Mesmo assim não está descartado que ocorra a greve, sendo que o dia 20 será um termômetro não somente para a política das centrais, como também para sentirem esses elementos de pressão que existem na base para que a greve ocorra. Além da política da Força Sindical, que não é dirigida pelo petismo, e tem seus interesses próprios, mas também menos controle das suas bases de trabalhadores que pressiona as direções e é parte também das recentes fissuras na "cúpula dirigente" da central. O dia 20 chamado de "esquenta" deve ser um espaço para as centrais calcularem como está a base dos trabalhadores e o desenvolvimento da crise política.

Paulinho "da força", quer negociar a manutenção do imposto sindical dentro da reforma trabalhista, e com a manutenção de Temer no governo e o apoio PSDB, é possível para ele e sua "cúpula parlamentar" do Solidariedade aproveitar a crise para tentar negociar, não à toa levaram o ministro do trabalho para o congresso da central. Enquanto a cúpula Sindical pressiona um deslocamento para o campo petista, também pressionados pelo lançamento da Frente pelas diretas e pelo risco de permanecer o fim do imposto sindical mesmo com as Reformas negociadas.

Nessas políticas e manobras, a CSP-CONLUTAS soltou um material falando que mantém a Greve do dia 30, além de soltar essa carta é fundamental que a central construa comitês de base dos trabalhadores, para que tomem em suas mãos os rumos da luta. Como nós do MRT e do Nossa Classe viemos batalhando na recente reunião da CONLUTAS, por sabermos que hora ou outra as centrais vão trair, e já estão articulando isso, assim os comitês são fundamentais para não permitir que os trabalhadores fiquem refém dessas direções.

Os comitês também devem levantar como centro a luta contra as reformas, para derrubarmos Temer através da luta, e não permitir que siga em acordos e conchavos dando tempo para o governo passar os ataques. Da mesma forma que hoje a luta pelas diretas é um claro desvio para impedir que a luta que mostrou sua força dia 28, se desenvolva no sentido de se enfrentar com o capitalismo. Querem estabilizar o regime para seguirem os ataques mais ou menos fortes.
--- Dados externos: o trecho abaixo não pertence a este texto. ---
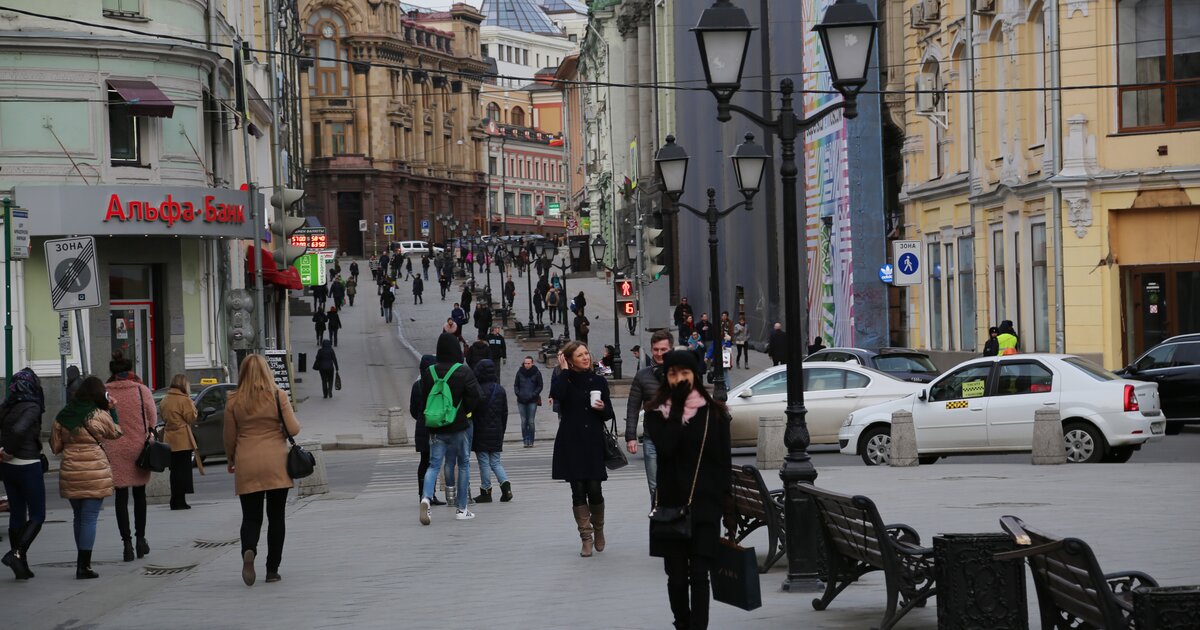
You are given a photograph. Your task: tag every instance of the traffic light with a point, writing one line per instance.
(286, 251)
(239, 309)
Colocar a luta nas nossas mãos, e dos milhares de trabalhadores que não aguentam mais ver suas vidas atacadas, seus direitos retirados, e que a cada dia fica mais difícil sustentar suas famílias e aproveitar a vida, enquanto vemos políticos, juízes e empresários gozarem a vida cheios de privilégios, e gastando o dinheiro fruto das riquezas que somos nós, trabalhadores, que criamos. Por isso nós do MRT colocamos como o desenvolvimento da luta contra as reformas deve seguir e impor uma Assembléia Constituinte livre e soberana para revogar todos os ataques e acabar com esse regime podre que serve a regalias e aos lucros de empresários.